Data Engineering and Mining II

  1. In clustering analysis why do we explore and analyze large amounts of data?
    –> It does not have to be large amount of data. However, if you have large amount of data it may provide better clustering.

  2. What is the uniform definition of clustering analysis?
    –> There is no uniform definition for data clustering. In general, it mean that for a given set of data points and a similarity measure, we group the observations such that the same group are homogenous and different groups are heteregenous.

  3. What measure do we use to determine how similar two data points are?
    –> Most popular are distance measure.

  4. Fill in the blanks: Every Clustering_ ____Alogrithm____ is based on the index of similarity or dissimilarity between data points.
    –>

  5. Is clustering a supervised machine learning task?
    –>Unsupervised

  6. Clustering is used to predict certain outcomes. TRUE or FALSE. –> FALSE

  7. State and explain the concept of clustering.
    –> If we have set of data (X), dataframe, and wanted to separate into group such that observation in the same group are homogenous using some statistical tool.

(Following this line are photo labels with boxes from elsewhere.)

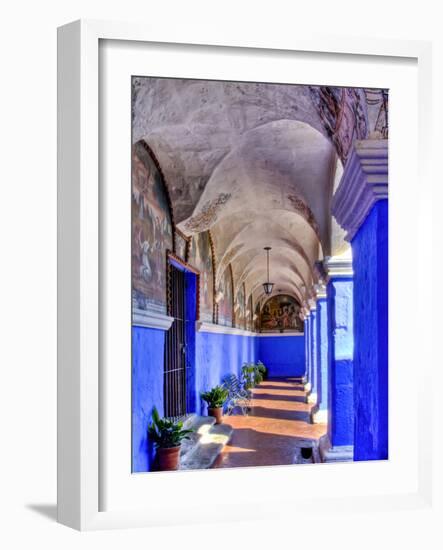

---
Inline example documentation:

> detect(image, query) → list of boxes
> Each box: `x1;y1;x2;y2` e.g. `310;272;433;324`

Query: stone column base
306;392;318;403
311;409;328;424
319;436;354;462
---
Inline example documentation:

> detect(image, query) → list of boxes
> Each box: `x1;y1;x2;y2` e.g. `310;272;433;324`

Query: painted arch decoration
188;231;214;323
260;294;303;332
217;265;234;327
131;141;173;314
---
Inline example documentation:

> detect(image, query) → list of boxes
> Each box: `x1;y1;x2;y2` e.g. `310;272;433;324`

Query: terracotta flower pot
208;407;223;424
157;445;181;471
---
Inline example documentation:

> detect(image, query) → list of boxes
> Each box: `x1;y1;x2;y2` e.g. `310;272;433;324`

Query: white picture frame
58;21;432;530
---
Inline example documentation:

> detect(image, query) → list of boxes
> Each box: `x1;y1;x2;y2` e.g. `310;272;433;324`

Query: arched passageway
132;77;388;471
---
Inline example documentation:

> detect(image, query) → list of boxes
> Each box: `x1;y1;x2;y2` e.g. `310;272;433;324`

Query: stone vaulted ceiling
133;78;388;303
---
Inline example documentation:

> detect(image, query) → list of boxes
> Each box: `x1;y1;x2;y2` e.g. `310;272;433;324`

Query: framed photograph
58;21;432;530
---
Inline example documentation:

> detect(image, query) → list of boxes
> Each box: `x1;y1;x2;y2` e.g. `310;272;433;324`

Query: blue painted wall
309;309;318;402
327;277;354;446
132;327;166;472
352;200;388;460
256;336;306;377
195;332;258;414
317;298;328;411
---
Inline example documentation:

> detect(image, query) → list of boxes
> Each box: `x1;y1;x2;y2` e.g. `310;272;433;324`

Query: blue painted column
303;315;309;387
352;200;388;460
307;301;318;403
331;139;389;460
305;312;312;392
312;287;329;424
326;258;354;460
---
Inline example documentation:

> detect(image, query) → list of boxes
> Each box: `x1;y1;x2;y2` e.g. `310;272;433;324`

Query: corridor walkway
213;378;326;468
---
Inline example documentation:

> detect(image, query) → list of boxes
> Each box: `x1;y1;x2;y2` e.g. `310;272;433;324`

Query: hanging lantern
263;246;274;295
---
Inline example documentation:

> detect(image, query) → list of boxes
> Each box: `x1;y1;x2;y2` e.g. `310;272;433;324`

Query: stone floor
213;378;326;468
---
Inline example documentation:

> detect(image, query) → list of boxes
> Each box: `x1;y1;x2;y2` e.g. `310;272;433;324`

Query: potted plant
242;361;267;390
201;386;229;424
148;407;194;470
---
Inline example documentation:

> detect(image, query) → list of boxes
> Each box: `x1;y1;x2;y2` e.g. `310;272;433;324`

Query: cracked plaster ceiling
133;78;350;303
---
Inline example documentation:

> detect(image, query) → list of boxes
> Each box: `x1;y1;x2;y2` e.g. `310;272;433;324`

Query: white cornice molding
195;321;258;336
314;284;326;300
331;139;388;241
132;309;174;330
257;332;304;338
324;256;354;278
308;298;317;311
195;321;304;338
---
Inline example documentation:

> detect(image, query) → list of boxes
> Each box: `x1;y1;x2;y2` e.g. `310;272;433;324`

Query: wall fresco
188;231;214;323
174;230;188;262
132;142;172;313
218;265;233;327
246;294;254;330
260;294;303;332
234;283;246;329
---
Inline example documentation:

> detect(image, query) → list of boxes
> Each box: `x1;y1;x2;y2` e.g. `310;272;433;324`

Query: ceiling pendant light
263;246;274;295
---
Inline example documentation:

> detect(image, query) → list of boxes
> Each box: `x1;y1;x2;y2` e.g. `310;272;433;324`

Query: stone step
180;415;234;470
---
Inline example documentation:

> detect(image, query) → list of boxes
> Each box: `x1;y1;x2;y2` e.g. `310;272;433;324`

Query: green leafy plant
148;407;194;449
242;361;267;390
201;386;229;409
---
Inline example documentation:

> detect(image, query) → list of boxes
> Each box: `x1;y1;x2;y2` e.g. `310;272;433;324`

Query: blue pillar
307;310;318;403
327;271;354;460
313;293;328;423
331;139;389;460
351;199;388;460
305;315;312;392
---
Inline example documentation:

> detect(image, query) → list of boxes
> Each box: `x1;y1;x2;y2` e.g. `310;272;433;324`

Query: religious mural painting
130;77;388;472
217;265;234;327
245;294;254;330
234;283;246;329
260;294;303;332
174;229;190;262
188;231;214;323
132;142;172;313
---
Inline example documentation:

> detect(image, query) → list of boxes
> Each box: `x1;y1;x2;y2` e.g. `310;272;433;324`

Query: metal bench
222;374;252;415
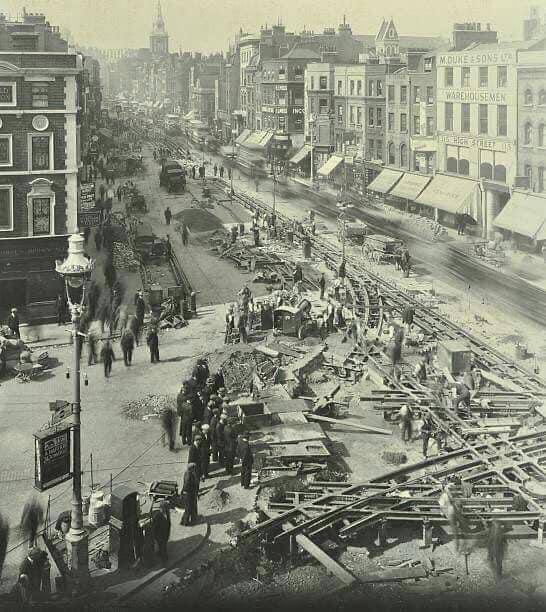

  8. When is clustering useful?
    –> If we are given diverse and varied data and want to exemplified by a much smaller number of groups.

  9. When dealing with the dissimilarity of two cases, what can we say about the higher distance value?
    –> The Higher the dissimilarity measure the “MORE” dissimilar are the points or clusters.

  10. Fill in the blanks: Since clustering classifies unlabeled examples, we say it is an unsupervised learning

  11. Clustering is a machine learning task. TRUE or FALSE. –> TRUE

  12. You can use clustering to create class labels from unlabeled data. Once this is done, which supervised learner should you use to find the most important predictors of these classes?
    –> There are many statistical method that use to find important predictors. One common example is coefficeint of logistic regression.

  13. For numerical data, what are the two kinds of clusters?
    –> Compact clusters, and Chained clusters.

  14. For which data do we represent a compact cluster by a center? By a mode?
    –> Continuous varibles - Center value
    Categorical varibles - Mode value

  15. For which kind of cluster are any two data points reachable through a path?
    –> Chained cluster

  16. What is the cohesion of a cluster?
    –> In statistics and clustering analysis, cohesion of a cluster refers to how closely related or similar the data points are within the same cluster. The SSE (Sum of Square Error) is the most common measure.

  17. Distance functions, k-means and hierarchical clustering, are all examples of what?
    –> These all are all examples of tools and methods used in cluster analysis used in statiatics and machine learning.

  18. What is the norm?
    –> A norm is a function that measures the size, length, or magnitude of a vector. It’s a way to quantify how “big” a vector is, regardless of its direction. Example: L1-norm, Euclidean norm, p-norm

  19. What are mixed mode data?
    –> Mixed mode data – datasets that include both nominal and numeric variables.

  20. What is a Chained cluster?
    –> Any two data points in a chained cluster are reachable through a path; i.e., there is a path that connects the two data points in the cluster.

Chained cluser is useful for an elongated or chain-like group of points. Chained cluser are formed when points are connected by pairwise distances, but the overall group is not cohesive A long string of points where each point is close to the next, but the start and end of the “chain” are far apart.